Profitant de l'avantage de la patinoire ce week-end, les protégés de Jacques Laporte ont d'abord évité l'affront d'une élimination, samedi, en remportant une bataille offensive par la marque de 7 à 5. Le match d'hier ressemblait d'ailleurs beaucoup au duel de la veille.
À chaque fois les Trifluviens ont ouvert la marque dès les premières minutes de jeu, mais les visiteurs, pas du tout complexés, revenaient de l'arrière pour s'inscrire au tableau d'affichage à leur tour.
Le jeu du chat et de la souris s'est poursuivi pendant plusieurs minutes jusqu'à ce que l'une des deux équipes parvienne à distancer suffisamment ses adversaires pour se forger un petit coussin. Au bout du compte, le talent brut des Patriotes aura fait la différence.
«On doit leur donner le crédit, jamais nous nous attendions à recevoir pareille opposition», admettait Jeff Desjardins, auteur de deux buts hier soir, dont celui d'assurance qui a brisé les reins des Rams en début de troisième période. «Ils ont eu beaucoup de succès autour de notre filet et nous avons peut-être perdu un peu trop de batailles. L'important, c'est qu'on soit revenu plus fort en troisième, je crois que ç'a été notre meilleure période dans cette série.»
Outre Desjardins, Tommy Tremblay, Félix Lefrançois et Billy Lacasse (en désavantage numérique) ont fait scintiller la lumière rouge derrière Troy Passingham, qui a fait face à 29 lancers. À l'autre bout, le gardien Guillaume Nadeau, confronté à 26 tirs, faisait le nécessaire pour mériter la victoire.
«Je viens de vivre une des séries les plus stressantes de ma carrière, souriait le jeune cerbère de 20 ans. Mais je lève mon chapeau à mes coéquipiers. Ils ont fait toutes les choses déplaisantes qu'on doit effectuer au cours d'une rencontre pour protéger une avance. J'ai vu plusieurs joueurs se sacrifier devant moi, ça facilitait ma tâche.»
Un aspect qu'a apprécié l'entraîneur-chef des vainqueurs, Jacques Laporte, visiblement soulagé de voir ses protégés passer leur premier test des éliminatoires.

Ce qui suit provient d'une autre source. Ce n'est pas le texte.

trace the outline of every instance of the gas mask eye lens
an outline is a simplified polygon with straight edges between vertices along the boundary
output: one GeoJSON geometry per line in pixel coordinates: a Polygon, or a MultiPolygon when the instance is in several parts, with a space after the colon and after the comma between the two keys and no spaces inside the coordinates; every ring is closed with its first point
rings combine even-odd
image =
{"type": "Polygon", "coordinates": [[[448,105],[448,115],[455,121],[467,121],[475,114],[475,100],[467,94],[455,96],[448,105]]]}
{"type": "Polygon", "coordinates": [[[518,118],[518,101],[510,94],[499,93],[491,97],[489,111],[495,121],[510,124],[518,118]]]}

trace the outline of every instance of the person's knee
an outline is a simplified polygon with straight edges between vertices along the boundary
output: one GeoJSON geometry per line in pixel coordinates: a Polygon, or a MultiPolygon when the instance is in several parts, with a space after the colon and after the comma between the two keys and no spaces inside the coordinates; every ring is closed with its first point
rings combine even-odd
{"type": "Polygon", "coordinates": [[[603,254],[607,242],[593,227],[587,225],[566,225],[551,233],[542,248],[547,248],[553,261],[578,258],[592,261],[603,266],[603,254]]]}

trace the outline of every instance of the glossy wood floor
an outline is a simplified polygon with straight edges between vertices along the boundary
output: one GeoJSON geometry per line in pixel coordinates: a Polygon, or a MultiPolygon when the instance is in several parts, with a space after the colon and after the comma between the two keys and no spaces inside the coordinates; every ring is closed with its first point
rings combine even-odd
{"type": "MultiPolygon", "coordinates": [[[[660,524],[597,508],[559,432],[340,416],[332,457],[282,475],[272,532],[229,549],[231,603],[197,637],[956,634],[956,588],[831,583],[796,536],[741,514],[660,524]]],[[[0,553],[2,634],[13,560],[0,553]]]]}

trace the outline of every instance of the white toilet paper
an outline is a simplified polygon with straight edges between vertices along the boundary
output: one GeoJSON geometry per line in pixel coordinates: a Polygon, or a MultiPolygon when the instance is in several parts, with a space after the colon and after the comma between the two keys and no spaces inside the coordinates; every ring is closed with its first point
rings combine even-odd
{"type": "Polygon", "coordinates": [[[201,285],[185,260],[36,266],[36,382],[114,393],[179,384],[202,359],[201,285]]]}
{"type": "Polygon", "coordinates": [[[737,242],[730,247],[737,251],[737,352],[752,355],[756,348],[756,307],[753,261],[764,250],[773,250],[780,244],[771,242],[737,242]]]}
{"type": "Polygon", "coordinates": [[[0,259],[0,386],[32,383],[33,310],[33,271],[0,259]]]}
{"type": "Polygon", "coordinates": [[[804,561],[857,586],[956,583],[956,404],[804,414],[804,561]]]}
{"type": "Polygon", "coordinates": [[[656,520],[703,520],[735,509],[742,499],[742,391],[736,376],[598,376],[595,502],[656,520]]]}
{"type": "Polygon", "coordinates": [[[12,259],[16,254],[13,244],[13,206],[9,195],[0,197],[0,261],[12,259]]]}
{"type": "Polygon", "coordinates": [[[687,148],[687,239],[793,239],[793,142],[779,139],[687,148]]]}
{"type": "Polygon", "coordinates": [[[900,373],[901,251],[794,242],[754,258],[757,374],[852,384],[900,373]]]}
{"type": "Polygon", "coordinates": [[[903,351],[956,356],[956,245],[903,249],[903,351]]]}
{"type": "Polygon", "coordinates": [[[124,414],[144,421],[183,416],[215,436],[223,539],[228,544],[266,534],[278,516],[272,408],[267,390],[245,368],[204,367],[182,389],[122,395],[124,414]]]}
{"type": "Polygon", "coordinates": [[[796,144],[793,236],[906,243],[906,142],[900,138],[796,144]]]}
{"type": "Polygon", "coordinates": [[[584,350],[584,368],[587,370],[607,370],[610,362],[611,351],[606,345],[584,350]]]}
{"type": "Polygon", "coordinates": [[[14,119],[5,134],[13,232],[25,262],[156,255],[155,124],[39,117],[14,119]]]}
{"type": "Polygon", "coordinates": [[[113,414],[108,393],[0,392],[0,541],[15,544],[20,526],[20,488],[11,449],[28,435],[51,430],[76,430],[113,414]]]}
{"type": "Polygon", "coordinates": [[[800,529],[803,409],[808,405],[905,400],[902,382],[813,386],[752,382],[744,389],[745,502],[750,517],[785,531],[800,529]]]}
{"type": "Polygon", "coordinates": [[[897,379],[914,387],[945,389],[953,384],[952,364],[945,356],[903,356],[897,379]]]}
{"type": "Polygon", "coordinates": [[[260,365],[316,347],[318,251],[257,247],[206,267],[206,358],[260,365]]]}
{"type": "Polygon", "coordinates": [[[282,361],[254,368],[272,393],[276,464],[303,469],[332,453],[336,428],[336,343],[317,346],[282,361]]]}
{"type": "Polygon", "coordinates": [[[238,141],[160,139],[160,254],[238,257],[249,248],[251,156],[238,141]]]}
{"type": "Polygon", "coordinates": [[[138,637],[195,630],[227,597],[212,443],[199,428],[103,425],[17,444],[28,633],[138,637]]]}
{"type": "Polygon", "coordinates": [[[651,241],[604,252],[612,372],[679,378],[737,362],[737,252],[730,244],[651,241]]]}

«Les gars ont donné confiance à Nadeau. Un joueur comme Jeff Desjardins, qui a attendu son tour toute l'année, mérite pleinement ce qui lui arrive ce soir (hier). Nous n'avions plus de marge de manoeuvre après la défaite de 9-2 à Toronto, mais nous avons trouvé la plus belle façon de répliquer.»
Des fleurs à Ryerson
Laporte tenait d'ailleurs à rendre hommage aux Rams de Ryerson, une équipe classée septième de la division et de qui on n'attendait rien... ou si peu! «C'est une formation à l'image de leurs entraîneurs: émotive et intense! Leur premier trio peut se comparer à n'importe quel des équipes de tête du circuit ontarien. Chose certaine, ce ne sont plus les Rams de Ryerson d'il y a quelques années. Avec un peu de chance, ils auraient pu terminer parmi les quatre premiers.»
Dans l'autre vestiaire, le pilote des Rams Graham Wise accueillait ce revers avec philosophie. «Je suis fier, nous avons livré toute une bataille à un excellent programme de hockey. Notre plan de match était de gagner à Toronto, on savait que ce serait difficile à Trois-Rivières, mais on espérait.» Seul un joueur termine son stage universitaire cette sison, ce qui laisse présager de belles années à Ryerson. «Nous sommes sur le bon chemin, ça il n'y a aucun doute.»
Contre Carleton mercredi
Tard hier soir, les Ravens de Carleton ont éliminé les Varsity Blues de Toronto, méritant du coup leur billet pour affronter les Patriotes en deuxième ronde.
Le premier match de cette série sera présenté mercredi soir au Colisée de Trois-Rivières.